Die Frage, wie angemessen auf die Wohnungskrise reagiert, wie Mietenexplosion und Verdrängung gestoppt werden sollen, wird auf dem Wohngipfel also gar nicht diskutiert. Stattdessen dient er der pressewirksamen Inszenierung bereits beschlossener Maßnahmen – und als Bühne für die Immobilienlobby. Denn die großen Immobilienverbände mit exzellenten Kontakten zu den Entscheidungsträgerinnen und Entscheidungsträgern stellen die Mehrheit der Teilnehmenden am Gipfel.
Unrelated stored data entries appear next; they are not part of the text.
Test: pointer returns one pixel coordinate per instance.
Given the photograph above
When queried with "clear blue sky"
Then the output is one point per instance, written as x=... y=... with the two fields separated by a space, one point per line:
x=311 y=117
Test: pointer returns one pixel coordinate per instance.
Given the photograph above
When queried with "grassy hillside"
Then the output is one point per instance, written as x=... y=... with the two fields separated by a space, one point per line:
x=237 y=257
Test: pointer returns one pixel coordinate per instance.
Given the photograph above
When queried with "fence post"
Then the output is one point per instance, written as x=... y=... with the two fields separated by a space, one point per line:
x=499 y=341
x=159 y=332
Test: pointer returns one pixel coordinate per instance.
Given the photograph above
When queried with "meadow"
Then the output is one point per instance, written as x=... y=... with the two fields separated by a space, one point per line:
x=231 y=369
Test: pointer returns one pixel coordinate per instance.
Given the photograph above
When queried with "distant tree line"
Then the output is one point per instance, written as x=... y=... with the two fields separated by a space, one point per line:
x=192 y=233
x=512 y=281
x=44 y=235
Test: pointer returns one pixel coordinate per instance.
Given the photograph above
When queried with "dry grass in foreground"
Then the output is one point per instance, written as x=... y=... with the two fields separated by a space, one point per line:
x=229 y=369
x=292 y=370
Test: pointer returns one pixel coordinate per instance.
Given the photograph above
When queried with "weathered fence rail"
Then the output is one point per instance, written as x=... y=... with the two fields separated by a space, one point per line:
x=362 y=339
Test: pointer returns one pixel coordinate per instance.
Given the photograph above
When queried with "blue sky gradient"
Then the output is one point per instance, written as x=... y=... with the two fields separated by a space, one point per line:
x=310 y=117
Neben den Gewerkschaften (DGB und IG BAU) ist allein der Deutsche Mieterbund (DMB) eingeladen, um die Interessen der Mieterinnen und Mieter zu vertreten.

Gegen die Wohnungspolitik der Bundesregierung und gegen das Hofieren der Immobilienlobby, das den Interessen der Mieterinnen entgegenläuft, regt sich Widerstand. Ein breiter, bundesweiter Zusammenschluss aus Mietervereinen, Gewerkschaften, Sozialverbänden und Mieterinitiativen, an dem auch DIE LINKE beteiligt ist, ruft unter dem Motto »Zusammen gegen #Mietenwahnsinn« zu Protesten gegen den Wohngipfel im Kanzleramt sowie zu einem Alternativgipfel am Vortag auf.

Vielstimmige und öffentliche Diskussion statt Lobbypolitik in Hinterzimmern, Wohnungspolitik für die Mehrheit (die Mieterinnen und Mieter sowie die selbstnutzenden Eigentümerinnen und Eigentümer) statt für die Profitinteressen der Wenigen – diese Botschaften soll der Alternativgipfel mit konkreten Forderungen und Konzepten unterlegen, um sie anschließend als Protest auf die Straße zu tragen. Entsprechend fordert der Aufruf eine wirkliche und wirksame Mietpreisbremse, einen Neustart im sozialen, gemeinnützigen Wohnungsbau, eine soziale Bodenpolitik, Schutz vor Kündigung und Verdrängung sowie entschiedene Maßnahmen gegen Spekulation mit Wohnraum.

Proteste auf Bundesebene

DIE LINKE unterstützt den Aufruf und lädt dazu ein, sich an den Diskussionen beim Alternativgipfel und an den Protesten gegen den Wohngipfel im Kanzleramt zu beteiligen. Die Mobilisierung durch ein Bündnis, das es zum Thema Wohnen in dieser Breite und Vielfalt noch nicht gegeben hat, ist schon jetzt ein riesiger Erfolg und ein hoffnungsvolles Signal. Es wird Zeit, dass die seit Jahren wachsenden und erfolgreichen Proteste in den Städten auf der Bundesebene ankommen! Denn dort müssen die entscheidenden Weichen für eine soziale Wohnungspolitik gestellt werden.